Outages affect treatment plant

National

By GYNNIE KERO
WATER PNG Ltd says recent water supply interruptions in Wewak, East Sepik, were caused by prolonged power outages at its Brandi intake and water treatment plants.
Acting managing director Parkop Kurua said Water PNG had paid for a new standby generator which to be commissioned in Wewak next month.
He was responding to questions from The National on the causes of continuous water disruptions affecting individuals and business communities and how soon the problem could be rectified.
Kurua said the Brandi Intake Genset was mostly affected after subjected to continuous prolonged blackouts.
“This affected water extraction resulting in low production that impacted major and domestic consumers,” he said.
Recently, a tuna company in Wewak ceased production for three days and laid off about 2,000 workers temporarily.
The South Seas Tuna Corporation Ltd said it had been struggling as it needed about 650,000 litres of water per day to process tuna.

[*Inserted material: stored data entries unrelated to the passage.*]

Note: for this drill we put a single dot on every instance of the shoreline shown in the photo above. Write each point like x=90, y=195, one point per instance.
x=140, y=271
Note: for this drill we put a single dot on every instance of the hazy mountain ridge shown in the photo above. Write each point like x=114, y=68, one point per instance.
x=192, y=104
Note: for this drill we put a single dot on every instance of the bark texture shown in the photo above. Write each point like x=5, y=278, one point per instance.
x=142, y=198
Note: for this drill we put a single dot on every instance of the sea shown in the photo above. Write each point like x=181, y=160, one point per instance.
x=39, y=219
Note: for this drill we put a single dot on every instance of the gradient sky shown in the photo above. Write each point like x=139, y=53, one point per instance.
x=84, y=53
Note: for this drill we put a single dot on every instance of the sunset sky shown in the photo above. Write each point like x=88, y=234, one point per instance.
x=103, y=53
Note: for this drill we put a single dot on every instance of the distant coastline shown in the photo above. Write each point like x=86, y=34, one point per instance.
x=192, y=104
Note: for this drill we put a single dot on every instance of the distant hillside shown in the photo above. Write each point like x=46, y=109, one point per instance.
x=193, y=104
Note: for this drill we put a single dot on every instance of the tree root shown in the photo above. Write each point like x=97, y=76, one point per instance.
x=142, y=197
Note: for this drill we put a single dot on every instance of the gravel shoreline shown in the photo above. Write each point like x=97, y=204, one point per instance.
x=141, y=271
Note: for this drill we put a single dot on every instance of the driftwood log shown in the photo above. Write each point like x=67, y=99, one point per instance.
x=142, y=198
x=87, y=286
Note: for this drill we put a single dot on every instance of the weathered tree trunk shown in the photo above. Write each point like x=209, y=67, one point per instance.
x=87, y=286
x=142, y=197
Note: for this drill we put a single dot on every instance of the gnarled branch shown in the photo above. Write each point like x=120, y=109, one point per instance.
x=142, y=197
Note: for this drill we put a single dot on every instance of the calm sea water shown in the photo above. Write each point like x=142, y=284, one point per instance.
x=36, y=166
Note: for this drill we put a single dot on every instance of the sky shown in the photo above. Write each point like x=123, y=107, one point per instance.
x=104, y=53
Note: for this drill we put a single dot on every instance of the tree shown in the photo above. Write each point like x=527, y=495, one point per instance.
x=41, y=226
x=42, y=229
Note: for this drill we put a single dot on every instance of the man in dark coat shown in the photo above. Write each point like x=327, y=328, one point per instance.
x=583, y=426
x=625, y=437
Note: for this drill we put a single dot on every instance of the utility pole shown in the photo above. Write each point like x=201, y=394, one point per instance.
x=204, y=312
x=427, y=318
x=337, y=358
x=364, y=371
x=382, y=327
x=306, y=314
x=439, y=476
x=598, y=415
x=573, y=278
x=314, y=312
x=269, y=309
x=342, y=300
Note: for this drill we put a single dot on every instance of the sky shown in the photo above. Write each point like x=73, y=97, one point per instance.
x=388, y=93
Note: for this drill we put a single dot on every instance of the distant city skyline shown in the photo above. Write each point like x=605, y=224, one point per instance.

“Apart from the production plant, we have identified areas in the distribution system to take appropriate action to improve water inflow at our Kreer Hill 3ml main storage tank,” it said. “We have paid our supplier for a brand new 150KVA standby genset to replace the existing aging genset to be installed and commissioned in early December.
“A team from Port Moresby visited Wewak last Tuesday and Wednesday and mitigating actions were set in place to be carried out to improve distribution.
“Concerns have also been raised on water disruptions in Madang earlier this month.” Kurua said water treatment plant power supply at Panim was disrupted on Friday night.
“The aerial distribution power transformer feeding the plant had its Pole broken due to the rotten wood pole holding the power transformer,” he said.
“PNG Power Ltd was contacted to restore the power supply.
“PNG Power finally restored the transformer on Wednesday.”